La banca svizzera Credit Suisse ha detto oggi di “respingere con forza” le accuse di comportamenti illeciti emerse con la grande inchiesta giornalista internazionale chiamata Suisse Secrets: è partita dal quotidiano tedesco Süddeutsche Zeitung e vi hanno partecipato decine di giornali, come il New York Times (americano), il Guardian (britannico), Le Monde (francese) o, per l’Italia, La Stampa.
18MILA CONTI DAGLI ANNI ’40 AGLI ANNI 2010
L’inchiesta, sviluppatasi a partire dalle informazioni fornite da una fonte anonima, ha riguardato migliaia di conti correnti segreti aperti nell’istituto in un arco di tempo lunghissimo – dagli anni Quaranta del Novecento agli anni Dieci dei Duemila – e riconducibili a persone accusate di riciclaggio di denaro, narcotraffico o altre attività illecite. La maggior parte dei conti segreti risultano essere stati aperti dal 2000 in poi.
I conti oggetto dell’inchiesta sono in tutto più di 18mila, per un valore complessivo superiore ai 100 miliardi di dollari. Non tutti i dati dei clienti leakati – da leak, cioè la divulgazione al pubblico di documenti riservati – sono però riconducibili a operazioni illegali.
I PROPRIETARI DEI CONTI SEGRETI
Tra i conti più controversi ci sono quelli di Stefan Soderholm, trafficante di esseri umani nelle Filippine; di Ronald Li, ex-presidente della borsa di Hong Kong incarcerato per corruzione; di Hisham Talaat Moustafa, accusato di aver assoldato un sicario per uccidere l’ex-fidanzata; di Nervis Villalobos, ex-viceministro dell’Energia del Venezuela indagato per riciclaggio; e poi di uomini d’affari legati a regimi autoritari e di persone sospettate di crimini di guerra; figura anche un italiano che riciclava denaro per la ‘ndrangheta.

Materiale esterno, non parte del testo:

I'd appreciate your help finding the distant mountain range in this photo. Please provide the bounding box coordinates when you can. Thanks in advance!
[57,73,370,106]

LA DIFESA DI CREDIT SUISSE
Domenica Credit Suisse ha fatto sapere di aver esaminato un gran numero di conti potenzialmente associati con i punti critici sollevati dall’inchiesta. Ha detto che “circa il 90 per cento dei conti esaminati sono oggi chiusi o erano in fase di chiusura prima delle richieste della stampa, e oltre il 60 per cento sono stati chiusi prima del 2015”. Non ha però rilasciato commenti sui singoli clienti emersi dal lavoro giornalistico.

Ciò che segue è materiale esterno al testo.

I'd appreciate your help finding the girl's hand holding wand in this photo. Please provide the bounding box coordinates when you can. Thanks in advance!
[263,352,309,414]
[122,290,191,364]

La banca ha inoltre detto di essere “pienamente consapevole della sua responsabilità nei confronti dei clienti e del sistema finanziario nel suo complesso per garantire il mantenimento dei più alti standard di condotta”. Ha però definito l’inchiesta “uno sforzo concertato per screditare non solo la banca ma il mercato finanziario svizzero nel suo complesso, che ha subito cambiamenti significativi negli ultimi anni”.
LA SVIZZERA E IL SEGRETO BANCARIO
I PRECEDENTI
Non è la prima volta che Credit Suisse finisce coinvolta in qualche scandalo. Nel 2014, ad esempio, dopo essere stata sottoposta a un’indagine del dipartimento di Giustizia degli Stati Uniti, accettò di pagare una somma di 2,6 miliardi di dollari e ammise di aver aiutato migliaia di cittadini americani a evadere le tasse.

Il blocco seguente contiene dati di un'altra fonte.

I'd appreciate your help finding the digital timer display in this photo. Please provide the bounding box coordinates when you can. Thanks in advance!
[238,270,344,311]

Più recentemente, Credit Suisse figurava tra le banche maggiormente coinvolte nel caso Archegos, il fondo d’investimento americano fondato da Bill Hwang (già coinvolto in casi di frode) e fallito l’anno scorso, causando perdite ingenti sul mercato finanziario: solo quelle di Credit Suisse ammontarono tra i 3 e i 4 miliardi.